Земля Востока. С берега обдало густым зноем, дурманящим ароматом кокосов, сандала, имбиря и корицы. Друзья свозили Элизабет в курортное предместье Маунт-Лавиния, где они искупались в тепловатой воде, не светлее кока-колы. Спустя неделю пароход прибыл в Рангун.
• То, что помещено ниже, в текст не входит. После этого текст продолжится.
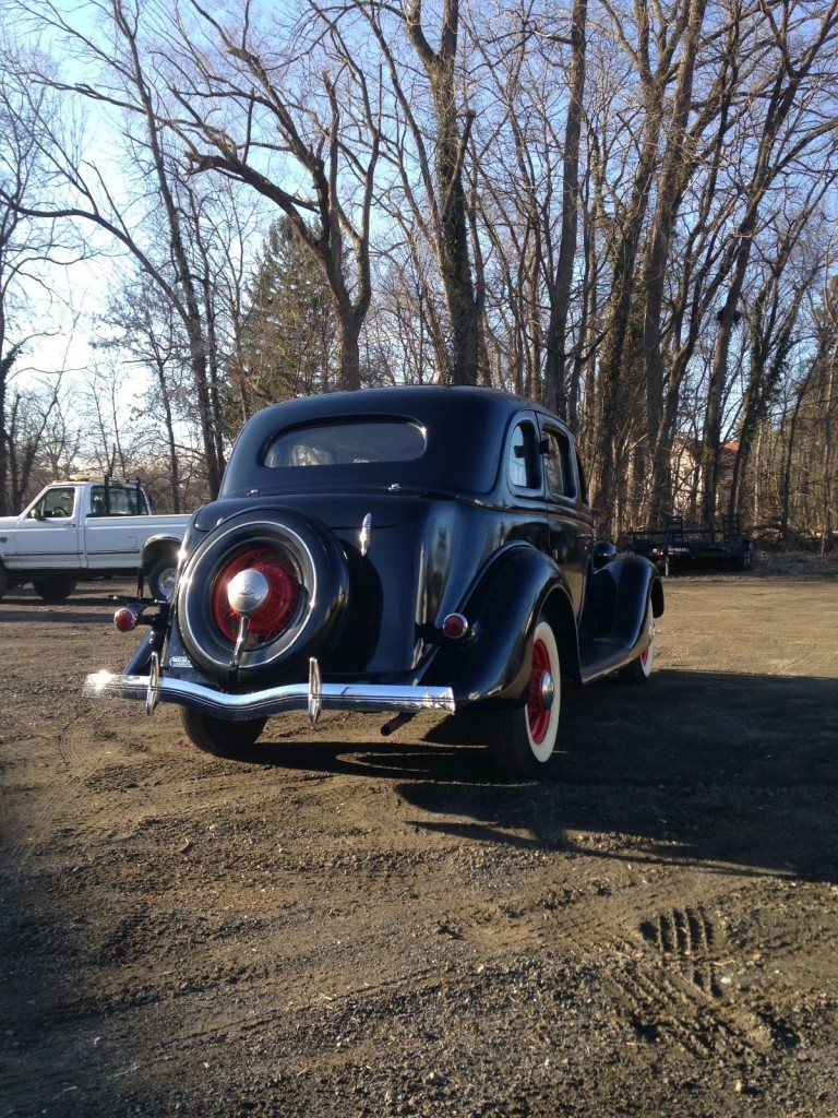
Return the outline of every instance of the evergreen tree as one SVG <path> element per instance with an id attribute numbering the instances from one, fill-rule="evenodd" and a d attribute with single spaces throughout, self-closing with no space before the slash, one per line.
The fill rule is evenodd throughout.
<path id="1" fill-rule="evenodd" d="M 336 388 L 334 303 L 285 217 L 270 227 L 249 296 L 231 378 L 245 418 L 277 400 Z"/>

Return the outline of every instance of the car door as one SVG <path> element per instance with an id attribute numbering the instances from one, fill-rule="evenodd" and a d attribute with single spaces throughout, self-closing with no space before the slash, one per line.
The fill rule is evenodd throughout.
<path id="1" fill-rule="evenodd" d="M 73 485 L 50 485 L 27 509 L 16 531 L 16 551 L 22 561 L 70 566 L 78 558 L 78 527 Z"/>
<path id="2" fill-rule="evenodd" d="M 593 548 L 593 518 L 573 442 L 558 423 L 541 417 L 549 550 L 568 581 L 577 617 Z"/>

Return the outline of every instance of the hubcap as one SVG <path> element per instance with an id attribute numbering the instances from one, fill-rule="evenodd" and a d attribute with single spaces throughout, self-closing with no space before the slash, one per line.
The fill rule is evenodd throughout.
<path id="1" fill-rule="evenodd" d="M 299 576 L 291 556 L 276 547 L 247 548 L 221 568 L 211 590 L 216 625 L 231 642 L 247 617 L 248 641 L 266 642 L 279 636 L 296 612 Z"/>
<path id="2" fill-rule="evenodd" d="M 543 641 L 536 641 L 533 645 L 530 694 L 526 702 L 530 733 L 536 746 L 540 746 L 547 736 L 550 711 L 554 701 L 555 683 L 550 671 L 550 653 Z"/>

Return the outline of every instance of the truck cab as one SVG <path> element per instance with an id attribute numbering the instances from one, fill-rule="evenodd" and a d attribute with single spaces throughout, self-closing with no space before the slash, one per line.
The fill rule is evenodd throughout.
<path id="1" fill-rule="evenodd" d="M 31 581 L 63 600 L 82 578 L 144 572 L 177 563 L 187 515 L 155 517 L 139 482 L 76 476 L 47 485 L 19 517 L 0 518 L 0 597 Z M 151 538 L 155 547 L 144 552 Z"/>

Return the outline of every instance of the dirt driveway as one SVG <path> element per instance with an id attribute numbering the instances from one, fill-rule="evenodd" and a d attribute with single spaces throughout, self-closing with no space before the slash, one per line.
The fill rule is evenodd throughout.
<path id="1" fill-rule="evenodd" d="M 0 1116 L 838 1115 L 838 581 L 670 579 L 540 785 L 417 721 L 258 760 L 0 604 Z M 434 739 L 434 740 L 430 740 Z"/>

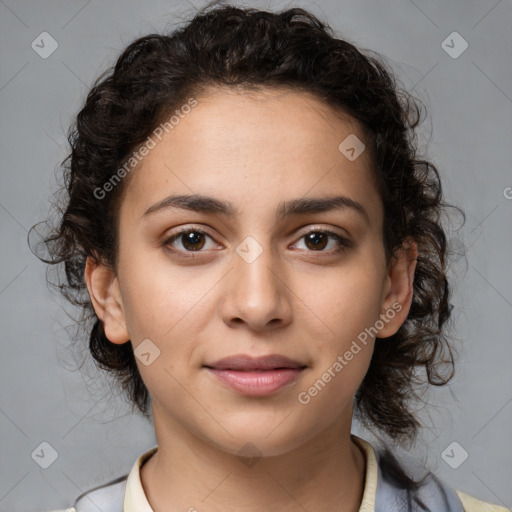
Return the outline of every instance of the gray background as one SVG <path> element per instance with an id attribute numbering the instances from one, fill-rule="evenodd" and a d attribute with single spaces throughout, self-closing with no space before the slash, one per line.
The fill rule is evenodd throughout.
<path id="1" fill-rule="evenodd" d="M 2 511 L 70 506 L 83 491 L 126 474 L 155 444 L 152 425 L 118 399 L 87 358 L 86 343 L 70 348 L 69 308 L 47 290 L 45 265 L 26 235 L 49 213 L 64 134 L 92 81 L 134 38 L 172 28 L 204 5 L 192 2 L 0 1 Z M 510 1 L 246 4 L 311 9 L 338 35 L 387 56 L 426 103 L 421 143 L 467 223 L 450 235 L 458 372 L 431 394 L 435 406 L 422 409 L 426 428 L 413 451 L 453 486 L 511 506 Z M 59 45 L 47 59 L 31 48 L 43 31 Z M 458 58 L 441 46 L 453 31 L 469 44 Z M 43 441 L 58 452 L 48 469 L 31 457 Z M 457 469 L 441 456 L 453 441 L 469 454 Z M 448 453 L 455 461 L 463 454 L 459 447 Z"/>

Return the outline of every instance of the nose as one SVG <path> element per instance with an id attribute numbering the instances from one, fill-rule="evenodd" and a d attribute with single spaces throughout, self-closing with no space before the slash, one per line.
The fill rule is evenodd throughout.
<path id="1" fill-rule="evenodd" d="M 230 327 L 245 324 L 263 331 L 291 322 L 292 290 L 283 265 L 268 245 L 240 244 L 224 286 L 222 317 Z"/>

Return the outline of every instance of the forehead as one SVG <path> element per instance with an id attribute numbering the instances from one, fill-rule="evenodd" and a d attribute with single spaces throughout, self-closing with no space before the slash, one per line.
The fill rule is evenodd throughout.
<path id="1" fill-rule="evenodd" d="M 340 150 L 346 140 L 364 144 L 347 114 L 289 88 L 210 89 L 195 99 L 133 171 L 121 210 L 129 204 L 142 216 L 168 195 L 199 193 L 254 214 L 262 204 L 339 193 L 379 219 L 369 151 L 351 160 Z"/>

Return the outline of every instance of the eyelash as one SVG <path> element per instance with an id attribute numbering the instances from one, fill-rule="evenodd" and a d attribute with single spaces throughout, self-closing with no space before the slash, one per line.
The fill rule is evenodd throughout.
<path id="1" fill-rule="evenodd" d="M 196 254 L 201 253 L 201 252 L 205 252 L 205 251 L 202 251 L 202 250 L 199 250 L 199 251 L 182 251 L 180 249 L 177 250 L 177 249 L 169 248 L 169 246 L 170 246 L 170 244 L 172 244 L 172 242 L 174 242 L 175 240 L 179 239 L 179 237 L 181 235 L 184 235 L 185 233 L 200 233 L 200 234 L 205 235 L 205 236 L 207 236 L 207 237 L 209 237 L 209 238 L 211 238 L 213 240 L 213 237 L 209 233 L 207 233 L 206 231 L 204 231 L 202 229 L 199 229 L 199 228 L 187 227 L 187 228 L 179 230 L 177 233 L 174 233 L 173 235 L 171 235 L 170 237 L 165 239 L 164 242 L 162 243 L 162 245 L 164 247 L 166 247 L 167 250 L 171 251 L 172 253 L 180 254 L 184 258 L 195 258 Z M 320 253 L 320 255 L 322 253 L 326 253 L 328 255 L 333 255 L 333 254 L 341 253 L 341 252 L 345 251 L 346 249 L 352 247 L 352 242 L 350 240 L 348 240 L 346 238 L 343 238 L 342 236 L 340 236 L 337 233 L 335 233 L 333 231 L 330 231 L 328 229 L 312 229 L 311 231 L 308 231 L 307 233 L 303 234 L 299 238 L 299 240 L 302 240 L 303 238 L 305 238 L 306 236 L 310 235 L 311 233 L 319 233 L 319 234 L 323 234 L 323 235 L 328 235 L 328 236 L 334 238 L 339 243 L 339 246 L 335 250 L 330 250 L 330 251 L 309 251 L 310 253 Z M 187 253 L 191 253 L 191 255 L 190 256 L 185 255 Z M 319 257 L 319 255 L 315 255 L 314 257 Z"/>

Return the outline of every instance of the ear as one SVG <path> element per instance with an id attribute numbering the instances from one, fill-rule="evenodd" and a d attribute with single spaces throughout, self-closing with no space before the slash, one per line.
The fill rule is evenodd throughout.
<path id="1" fill-rule="evenodd" d="M 411 309 L 417 258 L 418 244 L 412 239 L 405 240 L 391 258 L 379 322 L 384 326 L 377 338 L 393 336 L 405 322 Z"/>
<path id="2" fill-rule="evenodd" d="M 85 282 L 105 336 L 112 343 L 120 345 L 130 341 L 130 335 L 126 329 L 119 283 L 114 271 L 99 261 L 87 258 Z"/>

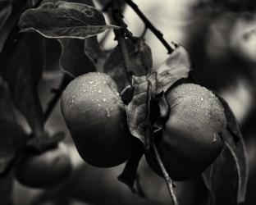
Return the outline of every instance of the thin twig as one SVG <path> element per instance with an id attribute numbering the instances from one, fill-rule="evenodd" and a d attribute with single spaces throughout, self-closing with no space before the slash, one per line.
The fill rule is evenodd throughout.
<path id="1" fill-rule="evenodd" d="M 136 187 L 137 187 L 137 194 L 141 198 L 148 198 L 148 197 L 146 196 L 144 191 L 142 189 L 139 179 L 140 179 L 140 176 L 139 176 L 139 173 L 137 173 L 136 177 L 135 177 L 135 183 L 136 183 Z"/>
<path id="2" fill-rule="evenodd" d="M 157 161 L 158 162 L 158 165 L 159 165 L 159 166 L 161 168 L 162 173 L 162 175 L 164 176 L 164 179 L 166 180 L 166 183 L 167 184 L 168 191 L 170 193 L 172 203 L 174 205 L 178 205 L 177 199 L 176 199 L 176 195 L 175 195 L 174 191 L 173 191 L 173 181 L 170 178 L 170 176 L 169 176 L 166 168 L 164 167 L 164 165 L 163 165 L 163 163 L 162 162 L 161 157 L 160 157 L 160 155 L 158 153 L 158 148 L 157 148 L 154 142 L 152 144 L 152 145 L 153 145 L 153 151 L 154 151 L 154 154 L 155 154 L 156 159 L 157 159 Z"/>
<path id="3" fill-rule="evenodd" d="M 126 73 L 127 80 L 130 85 L 131 84 L 131 69 L 130 69 L 130 61 L 129 57 L 129 52 L 127 49 L 127 46 L 126 43 L 126 36 L 130 36 L 131 38 L 132 34 L 128 30 L 127 25 L 122 20 L 122 16 L 121 15 L 121 8 L 118 5 L 118 1 L 113 0 L 112 5 L 112 16 L 113 20 L 117 23 L 117 25 L 121 27 L 121 30 L 114 30 L 116 39 L 118 42 L 118 46 L 121 52 L 121 56 L 124 61 Z"/>
<path id="4" fill-rule="evenodd" d="M 62 80 L 59 85 L 59 88 L 57 89 L 52 90 L 53 91 L 55 94 L 53 98 L 51 99 L 51 101 L 48 102 L 46 111 L 44 112 L 44 116 L 43 116 L 44 122 L 46 122 L 48 117 L 50 116 L 57 102 L 58 102 L 59 98 L 62 97 L 63 90 L 66 89 L 66 85 L 69 84 L 71 80 L 71 78 L 69 75 L 64 74 L 62 77 Z"/>
<path id="5" fill-rule="evenodd" d="M 173 52 L 173 48 L 169 45 L 169 43 L 164 39 L 162 34 L 156 29 L 156 27 L 149 21 L 149 20 L 144 15 L 144 13 L 139 10 L 137 4 L 133 2 L 132 0 L 126 0 L 126 2 L 135 11 L 135 12 L 139 16 L 145 25 L 152 31 L 153 34 L 159 39 L 159 41 L 163 44 L 163 46 L 168 51 L 168 53 Z"/>

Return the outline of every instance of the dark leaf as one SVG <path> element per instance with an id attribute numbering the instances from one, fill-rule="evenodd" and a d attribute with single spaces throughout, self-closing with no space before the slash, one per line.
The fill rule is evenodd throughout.
<path id="1" fill-rule="evenodd" d="M 132 85 L 133 98 L 126 107 L 129 130 L 132 135 L 144 144 L 145 148 L 149 148 L 147 121 L 150 113 L 150 100 L 154 93 L 155 78 L 153 75 L 133 76 Z"/>
<path id="2" fill-rule="evenodd" d="M 243 203 L 245 199 L 248 180 L 248 162 L 246 158 L 245 142 L 238 123 L 229 105 L 220 96 L 218 96 L 218 98 L 224 107 L 227 124 L 227 130 L 222 134 L 222 137 L 236 157 L 240 176 L 237 198 L 239 203 Z"/>
<path id="3" fill-rule="evenodd" d="M 17 124 L 7 84 L 0 79 L 0 175 L 7 173 L 28 138 Z"/>
<path id="4" fill-rule="evenodd" d="M 146 75 L 151 72 L 153 60 L 149 47 L 140 39 L 135 40 L 126 40 L 130 70 L 135 75 Z M 126 88 L 129 81 L 123 57 L 117 45 L 111 52 L 104 64 L 104 72 L 109 75 L 117 84 L 119 91 Z"/>
<path id="5" fill-rule="evenodd" d="M 64 132 L 57 132 L 53 136 L 45 133 L 39 140 L 37 138 L 32 138 L 26 144 L 25 150 L 30 153 L 42 153 L 57 146 L 58 143 L 62 141 L 64 138 Z"/>
<path id="6" fill-rule="evenodd" d="M 164 127 L 170 110 L 164 93 L 153 98 L 150 107 L 152 111 L 150 118 L 153 121 L 153 132 L 160 131 Z"/>
<path id="7" fill-rule="evenodd" d="M 26 0 L 13 0 L 7 2 L 12 2 L 12 8 L 9 18 L 7 19 L 5 24 L 2 24 L 2 28 L 0 26 L 0 53 L 2 51 L 6 41 L 11 36 L 11 32 L 16 30 L 16 23 L 21 13 L 28 8 Z"/>
<path id="8" fill-rule="evenodd" d="M 129 102 L 131 101 L 133 98 L 133 93 L 134 89 L 130 85 L 128 85 L 121 92 L 120 96 L 121 98 L 122 102 L 126 105 L 128 105 Z"/>
<path id="9" fill-rule="evenodd" d="M 2 26 L 5 24 L 9 18 L 12 10 L 12 5 L 11 1 L 1 1 L 0 2 L 0 30 Z"/>
<path id="10" fill-rule="evenodd" d="M 118 180 L 126 184 L 133 193 L 136 192 L 135 189 L 134 188 L 134 184 L 137 175 L 138 166 L 143 153 L 143 148 L 141 148 L 135 154 L 135 156 L 130 158 L 126 162 L 122 173 L 117 177 Z"/>
<path id="11" fill-rule="evenodd" d="M 94 60 L 106 57 L 106 53 L 102 50 L 97 36 L 85 39 L 85 53 Z"/>
<path id="12" fill-rule="evenodd" d="M 209 190 L 208 205 L 237 205 L 240 184 L 235 154 L 228 144 L 208 170 L 203 180 Z"/>
<path id="13" fill-rule="evenodd" d="M 36 33 L 22 34 L 4 54 L 2 72 L 11 97 L 34 134 L 40 135 L 43 130 L 43 115 L 37 89 L 44 66 L 43 38 Z"/>
<path id="14" fill-rule="evenodd" d="M 103 7 L 105 7 L 111 2 L 112 0 L 97 0 L 102 6 Z M 121 7 L 124 7 L 126 1 L 125 0 L 119 0 L 118 2 L 120 3 Z"/>
<path id="15" fill-rule="evenodd" d="M 35 30 L 47 38 L 84 39 L 117 26 L 107 25 L 94 7 L 75 2 L 47 2 L 22 14 L 21 31 Z"/>
<path id="16" fill-rule="evenodd" d="M 58 40 L 44 39 L 45 71 L 59 71 L 62 46 Z"/>
<path id="17" fill-rule="evenodd" d="M 187 51 L 179 45 L 158 67 L 156 94 L 166 92 L 175 82 L 187 78 L 190 71 L 190 60 Z"/>
<path id="18" fill-rule="evenodd" d="M 94 62 L 84 52 L 84 41 L 81 39 L 60 39 L 62 52 L 60 66 L 64 72 L 73 77 L 85 73 L 96 71 Z"/>

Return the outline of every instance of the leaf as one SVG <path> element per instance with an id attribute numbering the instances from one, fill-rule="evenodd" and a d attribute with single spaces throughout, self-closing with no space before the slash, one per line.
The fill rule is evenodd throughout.
<path id="1" fill-rule="evenodd" d="M 158 67 L 156 94 L 166 92 L 175 82 L 187 78 L 190 71 L 190 60 L 187 51 L 179 45 Z"/>
<path id="2" fill-rule="evenodd" d="M 85 39 L 85 53 L 94 60 L 106 57 L 106 53 L 100 47 L 97 36 Z"/>
<path id="3" fill-rule="evenodd" d="M 208 189 L 211 191 L 212 195 L 215 198 L 215 200 L 219 200 L 219 202 L 217 202 L 216 204 L 222 204 L 220 203 L 222 198 L 223 198 L 224 202 L 231 200 L 228 199 L 228 197 L 230 197 L 230 198 L 235 198 L 234 201 L 232 201 L 232 203 L 230 204 L 241 203 L 244 203 L 245 199 L 245 193 L 248 181 L 248 163 L 245 153 L 245 143 L 235 117 L 232 113 L 231 108 L 222 98 L 221 98 L 220 96 L 217 97 L 223 105 L 227 121 L 227 129 L 222 133 L 222 136 L 225 142 L 225 146 L 227 148 L 226 149 L 228 149 L 228 152 L 230 152 L 230 156 L 226 156 L 225 162 L 222 162 L 223 164 L 221 164 L 220 162 L 215 162 L 211 166 L 212 171 L 210 171 L 208 169 L 203 174 L 204 181 Z M 228 164 L 231 163 L 231 162 L 233 162 L 232 166 Z M 213 172 L 213 169 L 216 169 L 215 166 L 223 166 L 222 170 L 219 171 L 218 175 L 215 172 Z M 223 176 L 224 175 L 227 176 L 225 177 Z M 214 177 L 218 177 L 219 179 L 212 179 L 213 175 Z M 231 183 L 231 181 L 233 181 L 233 186 L 222 184 L 225 183 Z M 220 195 L 221 194 L 218 193 L 218 190 L 217 193 L 215 193 L 216 189 L 217 189 L 218 188 L 213 189 L 212 184 L 213 182 L 215 186 L 219 187 L 223 185 L 226 187 L 224 190 L 222 190 L 222 195 Z M 223 203 L 222 204 L 229 203 Z"/>
<path id="4" fill-rule="evenodd" d="M 12 10 L 11 1 L 0 2 L 0 30 L 9 18 Z"/>
<path id="5" fill-rule="evenodd" d="M 45 71 L 59 71 L 62 46 L 57 39 L 44 39 Z"/>
<path id="6" fill-rule="evenodd" d="M 239 192 L 237 198 L 239 203 L 243 203 L 245 199 L 249 171 L 245 142 L 231 109 L 222 98 L 220 96 L 217 97 L 224 107 L 227 124 L 227 130 L 223 133 L 222 137 L 234 152 L 237 160 L 236 162 L 240 173 Z"/>
<path id="7" fill-rule="evenodd" d="M 139 149 L 139 151 L 128 160 L 123 171 L 117 177 L 118 180 L 126 184 L 133 193 L 136 193 L 134 184 L 137 176 L 138 166 L 143 154 L 143 148 Z"/>
<path id="8" fill-rule="evenodd" d="M 27 10 L 19 26 L 23 32 L 35 30 L 46 38 L 80 39 L 119 28 L 106 25 L 103 15 L 94 7 L 67 2 L 46 2 Z"/>
<path id="9" fill-rule="evenodd" d="M 6 41 L 10 38 L 11 32 L 16 32 L 16 23 L 19 20 L 20 16 L 28 8 L 26 0 L 13 0 L 11 13 L 9 18 L 0 30 L 0 53 L 2 52 Z"/>
<path id="10" fill-rule="evenodd" d="M 132 135 L 138 138 L 145 148 L 149 146 L 147 137 L 148 120 L 150 114 L 150 100 L 154 92 L 155 75 L 133 76 L 134 95 L 126 107 L 129 130 Z"/>
<path id="11" fill-rule="evenodd" d="M 203 176 L 210 192 L 208 205 L 238 204 L 239 171 L 235 154 L 228 144 Z"/>
<path id="12" fill-rule="evenodd" d="M 44 66 L 42 40 L 36 33 L 19 35 L 8 46 L 1 62 L 14 104 L 36 135 L 43 130 L 43 114 L 37 90 Z"/>
<path id="13" fill-rule="evenodd" d="M 136 76 L 151 72 L 153 60 L 150 48 L 139 38 L 135 40 L 126 39 L 126 44 L 130 61 L 130 71 Z M 128 85 L 126 66 L 118 45 L 107 59 L 103 71 L 116 81 L 119 91 Z"/>
<path id="14" fill-rule="evenodd" d="M 94 62 L 84 52 L 84 41 L 80 39 L 59 39 L 62 44 L 60 66 L 64 72 L 76 77 L 96 71 Z"/>
<path id="15" fill-rule="evenodd" d="M 7 174 L 27 140 L 16 123 L 7 84 L 0 79 L 0 175 Z"/>

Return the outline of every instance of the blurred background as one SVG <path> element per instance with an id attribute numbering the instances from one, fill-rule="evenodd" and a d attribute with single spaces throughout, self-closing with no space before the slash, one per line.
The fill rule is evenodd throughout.
<path id="1" fill-rule="evenodd" d="M 97 7 L 102 9 L 101 4 L 94 2 Z M 256 5 L 254 1 L 241 0 L 216 1 L 213 5 L 210 1 L 199 0 L 134 2 L 162 31 L 168 43 L 181 43 L 188 49 L 192 73 L 197 81 L 217 91 L 231 106 L 240 125 L 249 162 L 245 204 L 255 204 Z M 128 7 L 124 20 L 135 36 L 144 32 L 143 22 Z M 102 41 L 106 35 L 107 39 Z M 116 45 L 113 39 L 112 33 L 98 36 L 103 48 L 107 51 Z M 157 66 L 167 57 L 167 51 L 150 31 L 146 33 L 145 40 L 152 49 L 153 66 Z M 47 56 L 47 72 L 39 92 L 44 108 L 53 98 L 51 89 L 57 88 L 62 75 L 58 68 L 61 48 L 54 40 L 48 40 L 48 43 L 53 48 Z M 19 119 L 25 126 L 24 119 L 20 116 Z M 117 176 L 124 165 L 103 169 L 84 162 L 74 148 L 59 104 L 48 120 L 47 129 L 52 133 L 65 130 L 66 143 L 75 167 L 73 175 L 63 184 L 48 190 L 29 189 L 15 182 L 14 204 L 170 204 L 163 179 L 154 174 L 144 159 L 139 173 L 145 198 L 133 194 L 117 181 Z M 181 205 L 206 203 L 207 190 L 201 179 L 176 183 L 176 192 Z"/>

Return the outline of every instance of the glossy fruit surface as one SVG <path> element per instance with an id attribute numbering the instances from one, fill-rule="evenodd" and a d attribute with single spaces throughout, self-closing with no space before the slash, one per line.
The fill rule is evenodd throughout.
<path id="1" fill-rule="evenodd" d="M 218 98 L 207 89 L 183 84 L 167 94 L 169 118 L 156 145 L 170 176 L 176 180 L 202 173 L 218 156 L 226 128 L 224 109 Z M 150 151 L 149 166 L 162 172 Z"/>
<path id="2" fill-rule="evenodd" d="M 117 166 L 136 150 L 125 106 L 110 76 L 92 72 L 75 79 L 63 92 L 62 112 L 80 155 L 88 163 Z"/>
<path id="3" fill-rule="evenodd" d="M 68 150 L 62 143 L 43 153 L 25 152 L 16 167 L 17 180 L 31 188 L 54 187 L 66 180 L 71 172 Z"/>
Топившийся дровами поезд на Мандалай медленно полз через иссохшую равнину с волнистой каймой дальних синих холмов. Дым паровоза стоял неподвижным белым султаном, багрово сверкали развешенные на веревках связки перца чили, порой почва, словно дыханием великана, плавно вздымалась горбами белевших пагод. Внезапно пала тропическая ночь. Поезд, пыхтя и сотрясаясь, тормозил у маленьких станций, из темноты неслись дикие крики, сновавшие в отблесках фонарей полуголые мужчины с пучками высоко завязанных волос казались Элизабет чертями из преисподней. Потом состав еле-еле трясся сквозь лес, и невидимые ветки скреблись о стекла окон. До Кьяктады добрались около девяти. На станции ждали дядюшка, тетушка, автомобиль мистера Макгрегора, а также слуги. Тетя, подойдя первой, коснулась плеч племянницы узкими вялыми руками и легонько чмокнула в щеку:
– О, полагаю, наша милая Элизабет? О, мы так рады.
Дядя, до сей минуты созерцавший через плечо жены фонарь, присвистнул «недурна, будь я проклят!», крепко обнял и тоже, с несколько излишним пылом, расцеловал Элизабет. Родственники эти увиделись впервые.